Uma noite, após dar voltas e mais voltas no toutiço, resolveu armadilhar a Lua, como se de bicho se tratasse. Comprou dois foguetes ao Estoira-Noites, fogueteiro de serviço nas aldeias circundantes, dirigiu-se para a Portela, sítio mais alto das redondezas, e preparou o foguetório. Quando a atrevida, bem redondinha, se balançou no céu, mesmo a jeito, o Zé Rosendo, soltando o caçador que lhe impregnava as entranhas, sacou do isqueiro e acendeu um cigarro. Depois, mal contendo a impaciência, ateou o primeiro foguete e orientou-o na direcção do disco amarelado.

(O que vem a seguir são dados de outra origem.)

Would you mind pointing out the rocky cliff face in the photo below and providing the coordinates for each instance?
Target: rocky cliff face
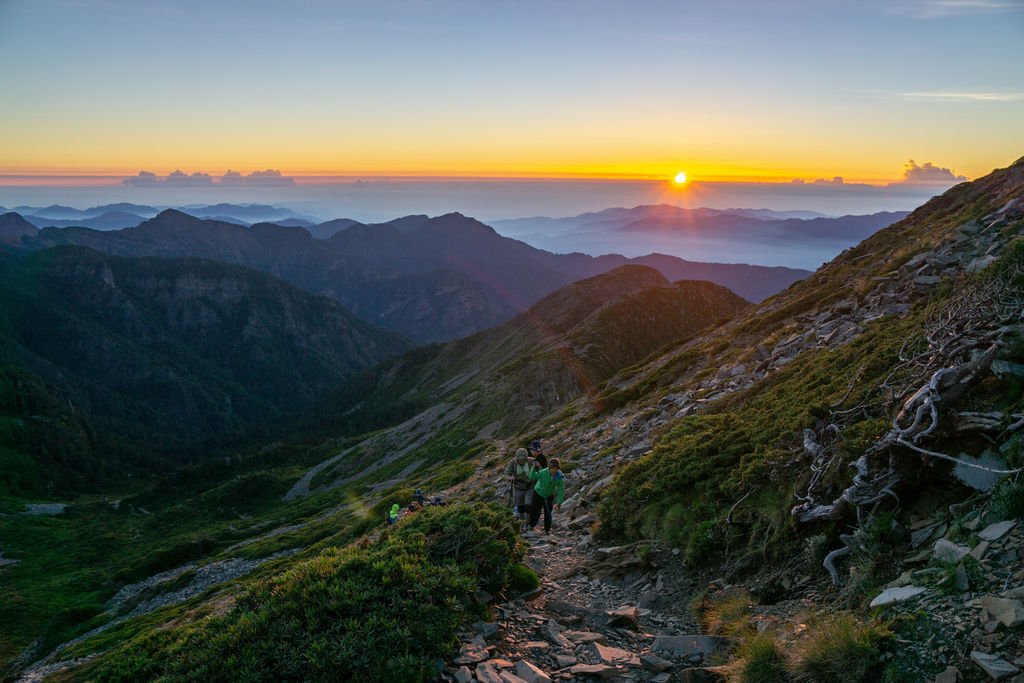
(429, 279)
(183, 347)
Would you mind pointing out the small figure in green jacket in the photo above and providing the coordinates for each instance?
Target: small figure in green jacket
(550, 482)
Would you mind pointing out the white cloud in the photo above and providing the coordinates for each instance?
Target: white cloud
(932, 9)
(947, 95)
(929, 173)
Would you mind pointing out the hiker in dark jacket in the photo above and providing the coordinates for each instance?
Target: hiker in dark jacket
(550, 483)
(537, 453)
(518, 471)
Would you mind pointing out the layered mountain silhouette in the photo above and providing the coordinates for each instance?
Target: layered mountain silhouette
(429, 279)
(167, 351)
(562, 347)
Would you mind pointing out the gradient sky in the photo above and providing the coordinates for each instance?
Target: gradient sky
(726, 89)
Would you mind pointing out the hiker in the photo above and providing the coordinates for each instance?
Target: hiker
(537, 453)
(518, 471)
(550, 482)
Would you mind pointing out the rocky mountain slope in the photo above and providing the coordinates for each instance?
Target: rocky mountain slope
(164, 351)
(429, 279)
(718, 491)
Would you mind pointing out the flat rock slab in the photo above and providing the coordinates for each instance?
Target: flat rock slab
(996, 530)
(996, 668)
(690, 645)
(654, 664)
(613, 655)
(948, 552)
(626, 615)
(894, 595)
(530, 674)
(1008, 612)
(487, 674)
(597, 670)
(44, 509)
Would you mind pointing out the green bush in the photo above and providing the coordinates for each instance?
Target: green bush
(839, 648)
(761, 660)
(384, 611)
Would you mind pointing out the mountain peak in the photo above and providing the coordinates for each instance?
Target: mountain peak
(13, 225)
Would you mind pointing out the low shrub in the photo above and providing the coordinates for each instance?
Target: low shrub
(521, 578)
(726, 613)
(839, 648)
(380, 611)
(760, 660)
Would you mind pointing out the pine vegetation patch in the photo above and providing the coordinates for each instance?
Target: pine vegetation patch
(384, 610)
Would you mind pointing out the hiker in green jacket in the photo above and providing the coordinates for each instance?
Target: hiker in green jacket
(550, 482)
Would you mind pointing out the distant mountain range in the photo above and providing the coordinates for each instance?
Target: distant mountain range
(167, 351)
(428, 279)
(752, 236)
(121, 215)
(564, 346)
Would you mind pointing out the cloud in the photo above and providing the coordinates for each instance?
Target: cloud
(946, 95)
(929, 173)
(932, 9)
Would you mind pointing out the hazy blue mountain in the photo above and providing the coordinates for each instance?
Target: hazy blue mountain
(13, 226)
(172, 350)
(111, 220)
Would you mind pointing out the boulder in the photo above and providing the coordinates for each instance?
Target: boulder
(699, 675)
(996, 668)
(612, 655)
(625, 616)
(598, 670)
(894, 595)
(487, 674)
(1008, 612)
(996, 530)
(689, 645)
(654, 664)
(949, 552)
(529, 673)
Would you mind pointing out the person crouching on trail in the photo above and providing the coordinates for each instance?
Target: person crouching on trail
(537, 453)
(518, 471)
(550, 482)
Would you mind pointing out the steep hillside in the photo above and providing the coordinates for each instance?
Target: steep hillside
(713, 473)
(164, 351)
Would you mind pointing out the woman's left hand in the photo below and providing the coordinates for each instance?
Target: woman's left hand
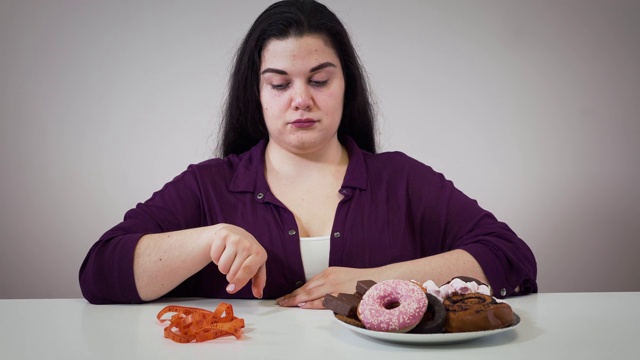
(332, 280)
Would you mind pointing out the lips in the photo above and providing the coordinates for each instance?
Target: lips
(303, 123)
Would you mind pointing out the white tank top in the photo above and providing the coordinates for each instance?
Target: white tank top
(315, 254)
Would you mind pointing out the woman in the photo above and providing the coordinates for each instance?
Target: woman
(300, 186)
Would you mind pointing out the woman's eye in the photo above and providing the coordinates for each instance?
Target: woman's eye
(279, 87)
(318, 83)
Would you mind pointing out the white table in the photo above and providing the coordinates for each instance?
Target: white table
(553, 326)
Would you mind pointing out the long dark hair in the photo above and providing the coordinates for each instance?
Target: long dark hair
(243, 123)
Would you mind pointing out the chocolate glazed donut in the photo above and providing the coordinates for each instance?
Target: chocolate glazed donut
(476, 312)
(433, 320)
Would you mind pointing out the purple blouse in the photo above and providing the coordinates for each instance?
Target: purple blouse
(394, 209)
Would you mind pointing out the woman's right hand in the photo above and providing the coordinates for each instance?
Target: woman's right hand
(240, 257)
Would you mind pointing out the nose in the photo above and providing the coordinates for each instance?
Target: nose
(302, 100)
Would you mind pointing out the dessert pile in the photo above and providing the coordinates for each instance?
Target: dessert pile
(462, 304)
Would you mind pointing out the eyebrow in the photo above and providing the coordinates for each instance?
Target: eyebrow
(313, 69)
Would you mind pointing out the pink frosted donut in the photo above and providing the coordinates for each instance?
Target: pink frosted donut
(392, 306)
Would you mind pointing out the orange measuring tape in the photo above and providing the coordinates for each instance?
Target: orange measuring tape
(190, 324)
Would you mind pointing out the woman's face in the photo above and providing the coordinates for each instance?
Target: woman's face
(301, 92)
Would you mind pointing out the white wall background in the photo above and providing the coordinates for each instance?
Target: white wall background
(531, 107)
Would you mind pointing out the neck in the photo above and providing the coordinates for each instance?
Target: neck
(285, 164)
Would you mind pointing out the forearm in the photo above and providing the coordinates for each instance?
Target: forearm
(439, 268)
(163, 261)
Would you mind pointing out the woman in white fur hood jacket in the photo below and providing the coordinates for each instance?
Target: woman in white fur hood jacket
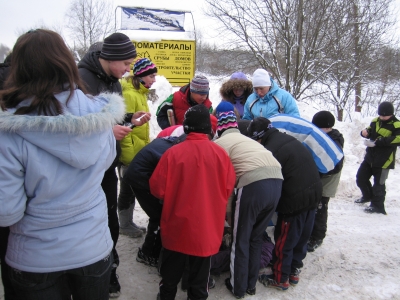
(55, 145)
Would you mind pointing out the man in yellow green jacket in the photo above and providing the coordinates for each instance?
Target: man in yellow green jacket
(135, 90)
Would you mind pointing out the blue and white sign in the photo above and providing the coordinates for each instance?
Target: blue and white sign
(152, 19)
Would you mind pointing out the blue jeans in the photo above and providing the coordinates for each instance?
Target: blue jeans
(86, 283)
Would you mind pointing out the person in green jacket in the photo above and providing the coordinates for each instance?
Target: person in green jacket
(135, 90)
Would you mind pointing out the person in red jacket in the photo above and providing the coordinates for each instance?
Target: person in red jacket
(193, 180)
(172, 110)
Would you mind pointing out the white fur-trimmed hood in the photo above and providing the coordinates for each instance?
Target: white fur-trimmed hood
(79, 137)
(112, 113)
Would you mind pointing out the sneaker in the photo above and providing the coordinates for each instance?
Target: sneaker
(251, 292)
(211, 283)
(147, 260)
(141, 228)
(373, 209)
(362, 200)
(230, 288)
(114, 288)
(131, 231)
(294, 276)
(313, 244)
(268, 282)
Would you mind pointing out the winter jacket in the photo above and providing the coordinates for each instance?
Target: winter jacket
(180, 102)
(386, 135)
(51, 170)
(97, 81)
(301, 188)
(193, 214)
(270, 104)
(135, 100)
(251, 160)
(4, 70)
(143, 164)
(330, 181)
(227, 94)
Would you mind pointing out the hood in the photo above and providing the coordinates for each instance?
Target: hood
(91, 62)
(226, 89)
(272, 91)
(128, 86)
(70, 137)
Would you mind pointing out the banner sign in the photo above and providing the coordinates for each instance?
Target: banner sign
(175, 60)
(151, 19)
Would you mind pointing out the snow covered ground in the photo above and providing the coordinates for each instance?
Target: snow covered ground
(359, 259)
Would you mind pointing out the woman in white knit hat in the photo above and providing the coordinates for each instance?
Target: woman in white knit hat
(268, 98)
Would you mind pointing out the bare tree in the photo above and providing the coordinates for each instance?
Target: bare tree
(89, 21)
(357, 39)
(287, 37)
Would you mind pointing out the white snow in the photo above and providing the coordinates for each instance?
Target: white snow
(359, 258)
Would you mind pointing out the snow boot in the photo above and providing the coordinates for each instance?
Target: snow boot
(125, 227)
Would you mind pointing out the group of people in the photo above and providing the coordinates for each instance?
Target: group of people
(67, 128)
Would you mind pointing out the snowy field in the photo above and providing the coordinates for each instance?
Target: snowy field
(359, 259)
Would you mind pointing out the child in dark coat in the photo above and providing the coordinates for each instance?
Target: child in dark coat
(382, 139)
(330, 181)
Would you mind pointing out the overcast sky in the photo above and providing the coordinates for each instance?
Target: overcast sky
(17, 16)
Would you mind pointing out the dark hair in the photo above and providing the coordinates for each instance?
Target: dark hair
(135, 81)
(41, 66)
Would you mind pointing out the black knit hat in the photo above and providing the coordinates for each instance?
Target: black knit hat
(197, 119)
(117, 46)
(258, 127)
(323, 119)
(385, 109)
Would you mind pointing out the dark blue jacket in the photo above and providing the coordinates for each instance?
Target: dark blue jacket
(301, 188)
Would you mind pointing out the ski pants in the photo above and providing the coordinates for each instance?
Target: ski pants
(253, 210)
(376, 192)
(153, 208)
(171, 270)
(291, 236)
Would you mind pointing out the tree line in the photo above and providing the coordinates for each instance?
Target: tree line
(338, 54)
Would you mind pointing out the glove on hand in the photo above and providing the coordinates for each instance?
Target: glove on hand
(369, 143)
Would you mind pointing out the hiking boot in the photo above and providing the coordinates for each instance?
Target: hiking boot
(251, 292)
(362, 200)
(373, 209)
(147, 260)
(125, 227)
(211, 283)
(294, 277)
(114, 288)
(313, 244)
(230, 288)
(133, 224)
(268, 282)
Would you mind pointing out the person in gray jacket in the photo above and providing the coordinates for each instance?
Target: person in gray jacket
(56, 144)
(258, 188)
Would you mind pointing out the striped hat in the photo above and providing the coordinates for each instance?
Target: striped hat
(117, 46)
(144, 67)
(226, 117)
(200, 85)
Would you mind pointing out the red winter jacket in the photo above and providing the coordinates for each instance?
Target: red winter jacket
(194, 179)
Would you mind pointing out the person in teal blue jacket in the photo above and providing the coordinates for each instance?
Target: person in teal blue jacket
(268, 98)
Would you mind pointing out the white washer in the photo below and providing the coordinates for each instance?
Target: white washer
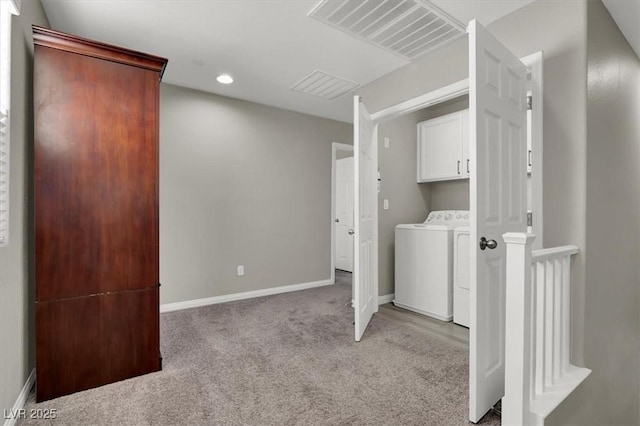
(424, 264)
(461, 275)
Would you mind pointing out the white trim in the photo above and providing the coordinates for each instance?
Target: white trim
(15, 6)
(22, 398)
(195, 303)
(387, 298)
(422, 311)
(335, 147)
(534, 66)
(443, 94)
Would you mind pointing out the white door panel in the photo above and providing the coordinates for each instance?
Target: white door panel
(344, 214)
(497, 107)
(365, 265)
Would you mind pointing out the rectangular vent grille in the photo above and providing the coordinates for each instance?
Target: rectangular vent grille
(408, 28)
(325, 85)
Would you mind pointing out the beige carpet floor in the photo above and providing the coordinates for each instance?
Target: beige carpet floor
(288, 359)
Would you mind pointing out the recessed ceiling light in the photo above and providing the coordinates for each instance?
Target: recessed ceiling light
(224, 79)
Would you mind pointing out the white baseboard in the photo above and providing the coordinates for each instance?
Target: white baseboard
(387, 298)
(22, 398)
(178, 306)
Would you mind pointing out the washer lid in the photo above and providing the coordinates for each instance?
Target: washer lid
(427, 227)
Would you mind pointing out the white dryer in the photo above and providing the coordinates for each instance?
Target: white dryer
(424, 264)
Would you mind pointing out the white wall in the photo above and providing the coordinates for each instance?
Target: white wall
(16, 271)
(242, 183)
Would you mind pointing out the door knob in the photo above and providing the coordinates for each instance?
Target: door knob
(484, 243)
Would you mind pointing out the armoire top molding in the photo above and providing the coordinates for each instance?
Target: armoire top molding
(82, 46)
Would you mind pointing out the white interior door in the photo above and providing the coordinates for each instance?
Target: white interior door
(497, 107)
(365, 265)
(344, 214)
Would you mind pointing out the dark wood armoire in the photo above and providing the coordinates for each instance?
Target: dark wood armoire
(96, 113)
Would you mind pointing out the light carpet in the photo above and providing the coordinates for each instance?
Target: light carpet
(287, 359)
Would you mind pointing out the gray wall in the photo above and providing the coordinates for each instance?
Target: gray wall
(612, 305)
(16, 288)
(409, 201)
(587, 180)
(604, 306)
(242, 183)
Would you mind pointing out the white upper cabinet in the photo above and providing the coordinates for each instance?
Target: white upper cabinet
(443, 147)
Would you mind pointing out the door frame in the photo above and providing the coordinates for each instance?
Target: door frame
(533, 63)
(335, 147)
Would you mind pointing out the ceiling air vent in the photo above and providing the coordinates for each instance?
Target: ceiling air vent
(325, 85)
(408, 28)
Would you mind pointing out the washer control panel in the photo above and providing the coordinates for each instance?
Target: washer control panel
(447, 216)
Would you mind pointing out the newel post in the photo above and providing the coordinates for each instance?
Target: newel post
(516, 402)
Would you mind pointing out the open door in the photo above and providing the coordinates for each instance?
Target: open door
(344, 214)
(365, 259)
(497, 114)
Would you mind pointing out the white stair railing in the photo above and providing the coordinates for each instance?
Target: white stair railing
(538, 372)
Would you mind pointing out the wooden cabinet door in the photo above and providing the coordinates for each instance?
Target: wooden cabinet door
(96, 213)
(96, 175)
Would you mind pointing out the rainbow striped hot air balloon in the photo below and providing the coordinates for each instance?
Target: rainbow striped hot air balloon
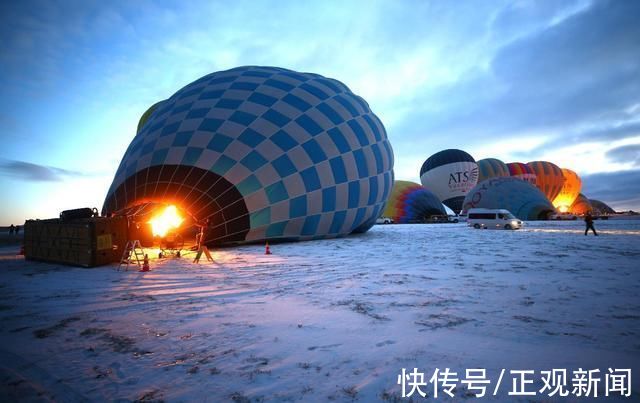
(522, 171)
(491, 168)
(521, 198)
(410, 202)
(569, 192)
(549, 178)
(581, 205)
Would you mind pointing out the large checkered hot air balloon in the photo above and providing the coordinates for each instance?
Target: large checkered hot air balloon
(450, 174)
(522, 171)
(263, 153)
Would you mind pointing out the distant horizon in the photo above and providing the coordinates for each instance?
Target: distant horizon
(517, 81)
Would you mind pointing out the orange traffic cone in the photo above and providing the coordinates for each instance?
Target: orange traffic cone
(145, 264)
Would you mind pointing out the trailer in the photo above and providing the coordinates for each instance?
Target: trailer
(85, 242)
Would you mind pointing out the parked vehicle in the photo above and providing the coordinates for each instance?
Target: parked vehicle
(384, 220)
(493, 219)
(563, 216)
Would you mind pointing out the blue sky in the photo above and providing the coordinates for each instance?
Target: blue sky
(515, 80)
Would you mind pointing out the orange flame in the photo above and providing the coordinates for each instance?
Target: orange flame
(169, 219)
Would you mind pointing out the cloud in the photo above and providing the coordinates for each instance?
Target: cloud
(577, 75)
(34, 172)
(629, 153)
(621, 190)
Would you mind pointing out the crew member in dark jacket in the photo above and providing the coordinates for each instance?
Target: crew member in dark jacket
(588, 220)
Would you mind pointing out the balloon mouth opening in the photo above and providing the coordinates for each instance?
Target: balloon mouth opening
(166, 220)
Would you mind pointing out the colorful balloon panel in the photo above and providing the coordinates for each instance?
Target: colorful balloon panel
(450, 175)
(410, 202)
(264, 153)
(549, 177)
(581, 205)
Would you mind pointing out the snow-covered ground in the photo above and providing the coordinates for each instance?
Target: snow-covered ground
(327, 320)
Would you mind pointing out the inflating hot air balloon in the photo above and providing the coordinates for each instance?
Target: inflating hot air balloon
(522, 171)
(549, 178)
(581, 205)
(491, 168)
(410, 202)
(601, 207)
(259, 153)
(570, 190)
(450, 174)
(521, 198)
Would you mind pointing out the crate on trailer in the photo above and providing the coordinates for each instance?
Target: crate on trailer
(85, 242)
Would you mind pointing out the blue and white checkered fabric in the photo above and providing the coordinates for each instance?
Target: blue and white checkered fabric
(308, 156)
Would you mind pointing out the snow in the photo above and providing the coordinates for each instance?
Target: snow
(327, 320)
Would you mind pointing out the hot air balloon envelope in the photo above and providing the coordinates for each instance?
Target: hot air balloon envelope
(522, 199)
(410, 202)
(549, 178)
(450, 174)
(262, 153)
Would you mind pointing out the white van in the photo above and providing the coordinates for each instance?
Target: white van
(492, 218)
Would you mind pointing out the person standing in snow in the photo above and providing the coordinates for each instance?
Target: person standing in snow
(588, 220)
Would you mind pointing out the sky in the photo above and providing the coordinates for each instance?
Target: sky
(514, 80)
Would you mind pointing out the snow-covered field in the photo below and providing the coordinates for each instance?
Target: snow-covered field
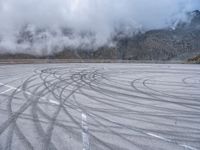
(100, 107)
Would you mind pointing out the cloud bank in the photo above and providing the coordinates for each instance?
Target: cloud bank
(46, 26)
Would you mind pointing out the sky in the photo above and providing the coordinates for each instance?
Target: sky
(55, 24)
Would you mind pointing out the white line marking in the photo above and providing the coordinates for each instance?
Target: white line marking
(54, 102)
(168, 140)
(86, 144)
(11, 87)
(159, 137)
(188, 147)
(6, 91)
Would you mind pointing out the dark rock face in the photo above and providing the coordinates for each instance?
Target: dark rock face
(163, 44)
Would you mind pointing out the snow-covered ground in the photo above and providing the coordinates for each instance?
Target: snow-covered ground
(100, 107)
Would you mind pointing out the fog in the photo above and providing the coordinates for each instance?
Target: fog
(44, 27)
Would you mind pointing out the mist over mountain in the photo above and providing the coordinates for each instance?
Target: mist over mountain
(51, 26)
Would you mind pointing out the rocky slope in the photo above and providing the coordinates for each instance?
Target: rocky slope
(166, 44)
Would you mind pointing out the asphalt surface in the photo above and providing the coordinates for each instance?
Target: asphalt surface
(100, 107)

Ainda o segundo foguete lhe beijava as mãos, prestes a partir, e já o caçador da Lua sentia que algo estava errado. Mas o objecto lá se esgueirou em direcção ao céu, enquanto a noite se enfeitava de pequenas lágrimas de luz, que caíam harmoniosamente, reabastecida aquando do estouro do segundo foguete.
Zé Rosendo, atónito com o espectáculo, sentiu-se testemunha de algo transcendente, como se de milagre se tratasse. Depois, diluída a euforia da luz, olhou de soslaio para a Lua e, lentamente, começou a ajoelhar-se.